In the riot grrrl movement, biography—or at least, stories about women and their often previously unrevealed experiences of sexual abuse—was commonly given priority over music. So it’s fitting that Kathleen Hanna, co-author of the Riot Grrrl Manifesto and former lead singer of Bikini Kill, should get this type of treatment. In the same way that she broke through the moshing all-boys club of hardcore punk and grunge with the rallying cry of “girls to the front,” she now gets her very own hagiography. Sitting in her pristine, vintage-decorated lakefront home, Hanna details her relationship with her parents and her struggles with the scandal-happy media; other, all-white members of the late-Eighties/early-Nineties Seattle, Portland, and Olympia scenes speak about Hanna’s cultural contributions as the camera lovingly tracks across her college selfies. Snippets of archival concert footage merely illustrate points rather than be given room to speak for themselves. (In fact, the temptation arises to leave the theater and seek out Tamra Davis’s No Alternative Girls instead.)
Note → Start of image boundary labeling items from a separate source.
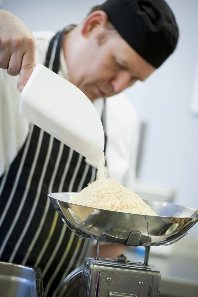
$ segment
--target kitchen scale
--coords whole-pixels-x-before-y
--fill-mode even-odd
[[[64,280],[57,297],[161,297],[161,274],[149,265],[151,247],[170,244],[188,233],[198,220],[198,211],[152,199],[143,199],[159,216],[119,212],[68,202],[74,193],[49,194],[62,221],[78,236],[96,239],[94,258]],[[144,263],[99,258],[101,242],[145,247]]]

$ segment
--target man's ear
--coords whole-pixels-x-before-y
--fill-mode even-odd
[[[81,33],[88,38],[95,30],[104,27],[108,20],[106,13],[102,10],[96,10],[86,18],[83,23]]]

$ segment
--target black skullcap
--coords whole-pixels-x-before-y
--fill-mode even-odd
[[[107,0],[101,10],[122,38],[156,68],[175,48],[178,28],[164,0]]]

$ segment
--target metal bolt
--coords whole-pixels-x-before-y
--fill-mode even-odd
[[[127,259],[127,257],[126,257],[123,254],[121,254],[119,256],[117,256],[117,260],[119,261],[126,261]]]

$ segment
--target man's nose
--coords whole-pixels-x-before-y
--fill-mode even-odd
[[[131,75],[128,71],[120,71],[117,73],[111,81],[114,92],[118,93],[122,92],[131,85]]]

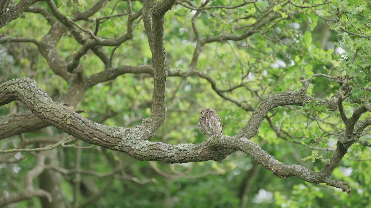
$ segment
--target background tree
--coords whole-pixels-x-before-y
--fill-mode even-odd
[[[370,10],[3,1],[0,206],[369,206]]]

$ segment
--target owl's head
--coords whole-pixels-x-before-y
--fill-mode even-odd
[[[206,115],[207,115],[208,114],[212,113],[216,113],[215,111],[211,108],[205,108],[201,110],[201,111],[200,111],[200,113],[201,113],[200,115],[201,116],[204,116]]]

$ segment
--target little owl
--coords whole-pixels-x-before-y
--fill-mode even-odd
[[[220,117],[213,108],[205,108],[201,110],[198,119],[198,128],[206,136],[222,135]]]

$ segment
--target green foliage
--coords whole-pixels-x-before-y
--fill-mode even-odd
[[[273,4],[271,1],[258,1],[239,9],[214,8],[201,13],[195,22],[202,38],[227,33],[242,35],[247,28],[266,20],[266,16],[277,14],[279,18],[267,21],[258,28],[254,27],[253,34],[246,38],[204,45],[196,69],[211,77],[215,86],[196,75],[168,77],[167,114],[153,141],[171,144],[202,142],[206,137],[198,129],[197,123],[200,110],[204,107],[216,110],[224,134],[235,135],[252,114],[239,105],[255,109],[267,97],[298,90],[302,85],[302,76],[307,78],[315,74],[323,74],[336,78],[313,78],[307,95],[324,99],[331,98],[342,84],[347,84],[348,97],[344,108],[348,117],[364,103],[364,97],[371,96],[370,1],[334,0],[313,10],[308,7],[323,1],[291,1],[302,7],[287,1]],[[190,2],[195,7],[201,3]],[[242,2],[212,1],[207,6],[230,6]],[[92,6],[89,1],[79,2],[73,4],[69,0],[56,3],[61,12],[71,20],[74,12]],[[133,12],[141,9],[141,1],[131,3]],[[35,4],[48,8],[45,2]],[[127,13],[127,1],[108,1],[104,8],[89,21],[81,20],[76,23],[92,31],[96,29],[96,35],[102,38],[115,38],[124,34],[127,16],[106,21],[102,19],[99,24],[97,19]],[[191,71],[190,63],[197,43],[191,23],[195,13],[176,4],[165,15],[165,47],[169,69],[180,69],[185,74]],[[39,14],[25,12],[22,17],[2,28],[2,35],[39,40],[50,28],[46,20],[40,17]],[[112,54],[114,67],[152,64],[143,22],[138,19],[134,24],[134,37],[115,48],[114,53],[113,47],[101,48],[109,56]],[[79,32],[84,37],[89,35]],[[67,82],[50,70],[37,47],[30,43],[9,44],[0,45],[0,68],[4,69],[0,70],[1,82],[30,77],[54,100],[57,100],[67,89]],[[63,58],[70,61],[81,45],[68,31],[63,34],[57,46]],[[339,50],[340,48],[342,50]],[[101,60],[90,51],[80,63],[87,76],[105,69]],[[95,122],[132,127],[150,114],[153,82],[152,76],[147,74],[122,75],[90,88],[76,109],[83,110],[81,115]],[[239,85],[242,87],[234,88]],[[221,97],[214,90],[216,87],[228,99]],[[331,150],[336,148],[339,132],[345,128],[338,111],[327,107],[312,101],[303,103],[302,107],[275,108],[266,117],[259,133],[252,141],[283,162],[298,164],[318,171],[329,162]],[[25,110],[19,103],[13,102],[0,108],[0,115]],[[366,119],[368,115],[361,118]],[[61,133],[49,127],[24,136],[38,138]],[[14,136],[0,140],[0,146],[15,148],[24,137]],[[360,139],[369,141],[370,138],[368,134]],[[39,145],[27,144],[27,147]],[[325,184],[305,182],[293,177],[279,178],[263,168],[253,171],[256,168],[252,165],[252,160],[240,152],[230,155],[220,163],[207,161],[170,165],[138,161],[122,152],[96,147],[82,150],[81,168],[87,171],[82,177],[88,180],[96,189],[102,190],[110,178],[116,177],[110,188],[101,193],[103,197],[88,207],[239,207],[243,198],[239,194],[245,189],[243,197],[248,202],[246,207],[363,208],[371,204],[371,153],[368,148],[358,144],[349,148],[332,177],[348,182],[353,190],[351,198]],[[59,166],[74,169],[77,149],[61,148],[58,151]],[[0,163],[0,178],[4,179],[0,182],[0,189],[7,193],[23,189],[26,173],[36,164],[33,155],[24,155],[26,158],[18,163],[5,167]],[[116,170],[117,167],[121,168],[119,171]],[[20,168],[20,171],[17,172],[19,169],[16,168]],[[114,174],[97,175],[114,170],[116,171]],[[70,204],[76,176],[73,174],[63,176],[60,188],[66,201]],[[243,184],[246,178],[250,180]],[[84,185],[81,186],[79,198],[82,201],[91,196],[84,192],[88,188]],[[40,202],[35,199],[16,206],[40,207]]]

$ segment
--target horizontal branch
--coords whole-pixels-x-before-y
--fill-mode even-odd
[[[350,194],[350,188],[342,182],[336,182],[330,180],[329,175],[313,172],[298,165],[286,165],[249,140],[258,133],[258,128],[268,112],[277,106],[300,105],[311,99],[316,99],[321,104],[328,105],[328,108],[336,106],[335,100],[320,100],[306,95],[309,83],[303,83],[299,91],[286,92],[264,100],[236,136],[231,137],[216,135],[198,144],[173,145],[147,141],[151,138],[145,137],[148,135],[148,125],[151,122],[150,118],[144,119],[132,128],[115,128],[95,123],[53,101],[36,82],[28,78],[17,78],[0,84],[0,105],[13,100],[19,101],[42,120],[76,138],[125,152],[140,160],[168,163],[210,160],[221,161],[229,154],[240,150],[281,178],[295,176],[311,182],[325,182]]]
The contradiction between status-quo film style and punk-rock subject never comes close to being resolved, but then Hanna herself is a bundle of contradictions. Deeply committed to feminism, she (perhaps paradoxically) supported herself at one point by working as a stripper—and it certainly shows in some of her musical performances—yet is seen complaining at a 1995 panel that certain media had labeled her as one. (She later half-heartedly addressed her time on the pole by likening it to a vegetarian working at McDonald’s—something she also did.) On a more basic level, because Hanna is and has always been an incredibly attractive white woman, her message and image was made more palatable to those both inside and outside of the mainstream. It’s unlikely you’d find audiences in the Nineties applauding a 300-pound woman for getting topless and writing “SLUT” across her stomach, and even now Beth Ditto’s boldness isn’t fully embraced. But why should a woman have to “reclaim” exhibiting her naked body in the first place? Don’t we, as women, have better things to do? Why does the “radicalness” of this gesture feel exactly the same when done by a teen pop star transitioning into an “adult” performer, and why does it feel so different for white women than it does for women of color? While this is certainly not to diminish Hanna’s importance to her fans or to somehow dismiss her for being beautiful, her multiple layers of privilege is something that neither she nor the documentary truly deals with.
The second half of Hanna’s musical career—Julie Ruin, Le Tigre, and The Julie Ruin—is pop in the purest sense: sample-based, synth-heavy songs that focused on the “positive things about life.” With stage choreography reminiscent of the Beastie Boys’ “Intergalactic” video (Hanna is married to Adam Horovitz), her early Aughts anthems led to her greatest visibility and financial success. Though Hanna argues that this turn toward the upbeat was political, it’s hard to imagine someone writing lyrics like “For the ladies and the fags yeah / We’re the band with the roller skate jams” during the beginnings of the War on Terror and the wars in Iraq and Afghanistan. (The documentary does show Le Tigre wearing matching “Fuck Bush” dresses on-stage, a gesture that doesn’t really help rebut the charge of superficiality that's been levelled at Hanna.) Because director Sini Anderson has clearly created The Punk Singer as a primer for the Tumblr-activist generation—who will undoubtedly identify with the frustrations, closeness, and infighting of the riot grrrl community—it will be interesting to see whether they view Hanna as a hero or just a woman who had some good things to say.